According to the SEC, CEOs have cashed in on the Trump tax breaks to boost their own compensation by tens of millions of dollars.
CNN Money: “Executives Are Cashing In On The Explosion In Stock Buybacks”
CNBC: “Corporate Executives Are Using Stock Buybacks To Pad Their Own Compensation, According To The SEC”
Meanwhile, the Trump tax is unlikely to raise wages or create jobs as Republicans promised.
New York Times: “The new corporate tax cuts are unlikely to stimulate the level of job creation and wage growth that the Trump administration has promised, a trio of prominent economists has concluded, because high tax rates were not pushing much investment out of the United States in the first place.”

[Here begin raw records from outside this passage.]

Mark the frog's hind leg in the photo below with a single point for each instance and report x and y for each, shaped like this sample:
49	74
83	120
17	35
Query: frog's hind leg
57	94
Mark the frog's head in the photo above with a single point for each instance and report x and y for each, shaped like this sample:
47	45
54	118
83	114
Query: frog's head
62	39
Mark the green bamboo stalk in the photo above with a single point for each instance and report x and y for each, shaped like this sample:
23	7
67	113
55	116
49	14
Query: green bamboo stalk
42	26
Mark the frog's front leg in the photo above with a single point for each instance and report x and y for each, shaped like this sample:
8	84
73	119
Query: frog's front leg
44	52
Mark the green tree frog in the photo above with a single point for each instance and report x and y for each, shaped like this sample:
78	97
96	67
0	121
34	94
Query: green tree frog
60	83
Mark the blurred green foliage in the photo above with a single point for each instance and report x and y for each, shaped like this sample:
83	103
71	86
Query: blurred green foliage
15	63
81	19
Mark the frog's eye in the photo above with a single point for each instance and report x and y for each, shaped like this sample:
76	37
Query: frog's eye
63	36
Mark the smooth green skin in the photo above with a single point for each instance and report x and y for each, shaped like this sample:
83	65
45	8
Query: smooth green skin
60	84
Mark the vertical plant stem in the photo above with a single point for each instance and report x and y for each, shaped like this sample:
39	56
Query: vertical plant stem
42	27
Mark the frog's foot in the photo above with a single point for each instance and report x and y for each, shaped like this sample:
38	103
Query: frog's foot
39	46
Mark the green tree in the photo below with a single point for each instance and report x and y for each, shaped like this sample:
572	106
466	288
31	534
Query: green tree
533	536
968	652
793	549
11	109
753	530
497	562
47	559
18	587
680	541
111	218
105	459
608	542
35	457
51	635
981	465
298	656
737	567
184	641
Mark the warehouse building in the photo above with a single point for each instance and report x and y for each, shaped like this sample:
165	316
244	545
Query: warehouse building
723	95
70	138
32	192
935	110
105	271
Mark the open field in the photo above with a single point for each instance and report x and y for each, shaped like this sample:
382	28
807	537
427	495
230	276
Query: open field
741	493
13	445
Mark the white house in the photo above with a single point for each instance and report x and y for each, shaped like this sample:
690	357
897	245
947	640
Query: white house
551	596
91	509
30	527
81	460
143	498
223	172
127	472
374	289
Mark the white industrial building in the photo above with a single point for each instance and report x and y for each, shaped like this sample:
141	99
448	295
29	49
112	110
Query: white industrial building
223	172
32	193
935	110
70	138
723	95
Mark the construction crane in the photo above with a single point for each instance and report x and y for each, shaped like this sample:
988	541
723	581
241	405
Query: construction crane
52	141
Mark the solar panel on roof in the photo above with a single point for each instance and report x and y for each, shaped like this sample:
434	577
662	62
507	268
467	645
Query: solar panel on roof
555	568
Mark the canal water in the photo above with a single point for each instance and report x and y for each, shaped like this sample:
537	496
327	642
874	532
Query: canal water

While Americans face higher costs of living, including from higher gas prices, wages have not kept up.
Bloomberg: “U.S. inflation accelerated in May to the fastest pace in more than six years, reinforcing the Federal Reserve’s outlook for gradual interest-rate hikes while eroding wage gains that remain relatively tepid despite an 18-year low in unemployment.”
Bloomberg: “A separate Labor Department report on Tuesday illustrated how higher prices are pinching wallets: average hourly wages, adjusted for inflation, were unchanged in May from a year earlier, even as nominal pay accelerated to a 2.7 percent annual gain from 2.6 percent in April. For production and nonsupervisory workers, real average hourly earnings fell 0.1 percent from a year earlier.”
Instead of creating jobs, the Trump tax could actually encourage companies to move jobs overseas.
New York Times: “Included in the new tax law were several steps meant to address profit-shifting, including a complicated set of global minimum taxes for multinational corporations. Those steps have frustrated many companies as they wait for the Treasury Department to issue regulations and guidance on how they will be put into effect. Some economists worry that one of the measures could actually encourage companies to move jobs out of the United States.”